ASDP is an initiative launched by the UNDP in six Africa countries.
They are Angola, Benin Republic, Cote d’Ivoire, Democratic Republic of Congo (DRC), Kenya and Nigeria, to boost agriculture by developing supply chain starting with the Small and Medium Enterprises (SMEs).
According to him, this programme is meant to support the farmers to ensure that through better education and technology, they can produce better products that will boost supplies.
“Nigeria has a good population in agriculture so if you double the income of the people in the agricultural sector especially the small scale farmers, you will make significant impact on poverty reduction.
“Our vision for this project is nothing short of transforming the economy of this country by making the people at the lower level to make more income for their labour.
“This initiative will also help those at the top end of the supply chain to ensure that the products they receive are of high quality.
“We all know that the oil industry has to be diversified and agriculture has been identified very wisely as one of the potential drivers for this diversification.
“If you do agriculture well, you ensure food security and nutritional self-sufficiency. Nigerians must eat adequately and should not rely on imports to eat,’’ the resident representative said.
On herdsmen-farmers clashes in various states of the country, Opia suggested the setting up of ranches in various areas to enable animals sojourn in particular places.
This according to him will create businesses, encourage people to plant and sell fodders to be sent to the animals as well as keep the animals healthy.
Opia expressed optimism that the current plans by the Federal Government to stop the clashes would yield favourable results.
“Animal husbandry is a form of agriculture and those two should not antagonise each other. The question now is how this could be turned to a win-win situation.
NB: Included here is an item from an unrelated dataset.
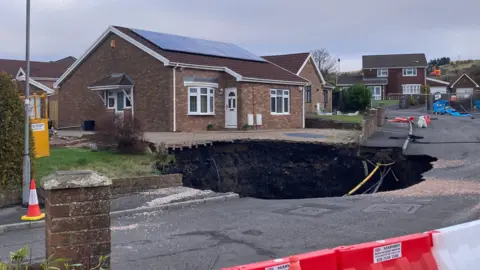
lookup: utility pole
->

“In South America where you have large herds of animals, they do ranching and the animals are heralded in one place, where you send fodders to them.
“They do not just go grazing anywhere. People make money planting fodder which becomes a business.
“The animals are enclosed in one place, they are healthier because it is easier for veterinary officers to reach them and take care of them and when they are geographically circumscribed, you can exploit it more,’’ he said.